When I was Network Manager a lot of my time was taken up by talking with members of our LT about various things, which meant I actually had less and less time to do "Network Management"! If a Network Manager has a non-teaching "Head of"/"Director of" above them, then it should be positive - they can get on with their role but also be safe in the knowledge they have someone above them to bounce ideas off.
As for your question on titles - I prefer your title to be honest!
Last edited by mb2k01; 17th September 2009 at 12:50 PM.
When I was at University we had a department called Information Services that did a lot of network management which included: Giving students / staff access to WiFi and RESLAN. Keeping the anti virus up to date and anything else that involves the Uni network. It was a massive department as they had to look after around 5000 first year students on RESLAN as well as all the departments and schools that used it. They did a fair share of admin work too so it ended up being quite a large scope in terms of what they did.
My Role is both network manager and strategic leader... I appear to be a rare breed of teacher.. turned techy (MCSE).
Title... ICT Strategy Manager ..!
This is just about my role... The job description currently has me as a consultant, but in Hampshire I think that is mainly about salary bands rather than accurate descriptions of what we do. Not massively interested in what goes on the business card to be honest.
I don't think I have much to add following the posts above, I certainly don't have a contribution that useful! But, I thought I'd point out where I think we may differ. I'm line managed by the deputy head, and the best short description of my role at Wildern is overseeing strategic direction in terms of ICT. I'm interested in how our current technology is used in the school, and our future plans.
We also have an AST that has responsibility in new technologies (and is very much focused on their impact in the classroom), and between us we look at how the school develops.
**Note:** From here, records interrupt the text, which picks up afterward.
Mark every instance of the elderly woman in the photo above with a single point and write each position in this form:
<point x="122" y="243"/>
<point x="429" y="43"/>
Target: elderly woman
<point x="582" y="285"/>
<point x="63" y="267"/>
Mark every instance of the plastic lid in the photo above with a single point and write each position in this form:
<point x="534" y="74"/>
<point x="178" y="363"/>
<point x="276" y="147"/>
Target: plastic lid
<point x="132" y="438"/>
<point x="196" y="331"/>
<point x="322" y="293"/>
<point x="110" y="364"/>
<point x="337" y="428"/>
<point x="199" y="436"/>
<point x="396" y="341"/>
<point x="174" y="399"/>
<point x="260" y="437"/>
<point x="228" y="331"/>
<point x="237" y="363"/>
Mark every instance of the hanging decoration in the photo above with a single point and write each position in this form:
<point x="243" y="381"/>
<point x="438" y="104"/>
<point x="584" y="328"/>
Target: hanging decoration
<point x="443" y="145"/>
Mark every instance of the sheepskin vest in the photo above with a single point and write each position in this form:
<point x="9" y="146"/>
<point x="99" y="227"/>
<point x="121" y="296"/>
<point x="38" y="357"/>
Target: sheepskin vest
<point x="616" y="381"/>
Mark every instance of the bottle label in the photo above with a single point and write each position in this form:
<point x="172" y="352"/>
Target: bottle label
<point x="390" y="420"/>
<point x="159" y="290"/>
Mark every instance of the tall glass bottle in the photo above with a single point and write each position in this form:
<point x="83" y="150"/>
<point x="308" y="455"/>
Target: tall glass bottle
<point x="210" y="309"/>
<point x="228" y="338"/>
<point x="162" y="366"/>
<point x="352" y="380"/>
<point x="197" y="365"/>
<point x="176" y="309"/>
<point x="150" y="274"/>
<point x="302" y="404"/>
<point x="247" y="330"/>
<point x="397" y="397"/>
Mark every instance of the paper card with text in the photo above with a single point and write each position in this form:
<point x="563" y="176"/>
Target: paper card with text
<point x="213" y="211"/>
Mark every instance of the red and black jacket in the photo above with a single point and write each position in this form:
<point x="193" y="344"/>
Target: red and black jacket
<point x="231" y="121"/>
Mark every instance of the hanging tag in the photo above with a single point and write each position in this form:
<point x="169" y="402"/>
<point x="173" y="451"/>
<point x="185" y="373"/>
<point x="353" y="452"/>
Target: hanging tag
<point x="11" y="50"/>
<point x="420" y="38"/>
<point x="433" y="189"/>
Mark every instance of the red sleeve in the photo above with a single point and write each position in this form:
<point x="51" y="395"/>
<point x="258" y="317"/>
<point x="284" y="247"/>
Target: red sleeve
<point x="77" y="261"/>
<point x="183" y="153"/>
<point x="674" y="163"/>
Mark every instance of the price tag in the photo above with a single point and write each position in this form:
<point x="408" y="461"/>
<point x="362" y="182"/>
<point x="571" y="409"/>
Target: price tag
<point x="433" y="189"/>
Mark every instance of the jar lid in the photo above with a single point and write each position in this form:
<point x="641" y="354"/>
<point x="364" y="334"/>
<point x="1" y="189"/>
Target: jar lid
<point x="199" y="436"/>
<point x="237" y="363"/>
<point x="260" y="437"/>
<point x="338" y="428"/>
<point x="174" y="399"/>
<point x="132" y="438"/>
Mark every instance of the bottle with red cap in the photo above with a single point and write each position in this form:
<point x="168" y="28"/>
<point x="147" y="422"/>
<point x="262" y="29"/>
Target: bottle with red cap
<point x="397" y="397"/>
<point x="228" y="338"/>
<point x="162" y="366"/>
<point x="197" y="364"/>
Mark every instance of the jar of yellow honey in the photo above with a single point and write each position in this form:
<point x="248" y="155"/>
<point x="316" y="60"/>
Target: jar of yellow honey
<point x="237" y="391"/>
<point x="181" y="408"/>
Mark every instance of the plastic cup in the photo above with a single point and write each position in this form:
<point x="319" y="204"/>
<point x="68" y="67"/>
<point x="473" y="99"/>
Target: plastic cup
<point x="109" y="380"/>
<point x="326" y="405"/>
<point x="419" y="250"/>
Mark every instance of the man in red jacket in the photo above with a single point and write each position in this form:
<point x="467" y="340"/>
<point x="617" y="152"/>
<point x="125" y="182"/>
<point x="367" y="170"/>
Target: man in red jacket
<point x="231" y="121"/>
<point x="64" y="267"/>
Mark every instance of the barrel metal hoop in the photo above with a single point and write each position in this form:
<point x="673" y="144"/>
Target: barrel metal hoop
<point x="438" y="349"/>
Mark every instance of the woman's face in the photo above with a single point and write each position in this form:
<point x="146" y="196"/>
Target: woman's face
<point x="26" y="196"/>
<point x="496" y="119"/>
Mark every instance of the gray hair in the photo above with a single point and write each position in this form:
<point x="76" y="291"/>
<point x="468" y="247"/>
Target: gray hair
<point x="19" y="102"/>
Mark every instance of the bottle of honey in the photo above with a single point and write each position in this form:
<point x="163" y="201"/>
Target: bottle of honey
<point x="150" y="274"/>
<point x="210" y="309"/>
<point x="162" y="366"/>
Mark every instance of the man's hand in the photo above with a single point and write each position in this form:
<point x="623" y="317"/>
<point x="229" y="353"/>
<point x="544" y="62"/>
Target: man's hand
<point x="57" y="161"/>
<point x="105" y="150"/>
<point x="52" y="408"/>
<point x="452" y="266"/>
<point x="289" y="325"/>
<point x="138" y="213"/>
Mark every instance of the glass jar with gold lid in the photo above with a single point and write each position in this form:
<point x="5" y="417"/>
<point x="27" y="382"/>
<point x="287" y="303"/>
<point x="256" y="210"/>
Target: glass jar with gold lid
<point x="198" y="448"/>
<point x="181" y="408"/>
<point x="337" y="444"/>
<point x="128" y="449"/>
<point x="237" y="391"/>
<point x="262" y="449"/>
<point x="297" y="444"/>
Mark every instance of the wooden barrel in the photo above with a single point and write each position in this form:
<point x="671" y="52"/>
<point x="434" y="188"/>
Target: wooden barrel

There is also a head of ICT (curriculum) in post that deals with day to day classroom practice for the subject, and then network manager and the standard tech roles under that.
The massive advantage of having a role like this within a school is as you say, you get to look at the bigger picture without having to worry too much about the tech support. Certainly looking at the way the school has moved forward in the time I've been here, having people with time allocated to working at whole school level on development has meant we have not only become more focussed/consistent but I think pushed us forward quicker. Interestingly, I'd say this role would have more requirements in terms of management skills than technical.
The caveat here is our work beyond the school. Both Kate (our AST) and I spend a considerable amount of time out doing work with our feeder and partner schools, and this helps provides funding for us to work this way. Obviously work outside makes complete sense as it helps us support the direction of our feeder schools too, but it does also mean that it isn't a position that the school purely funds.
Hope this is useful, happy to help with anything else if I can.
Last edited by tim.dalton; 17th September 2009 at 07:58 PM.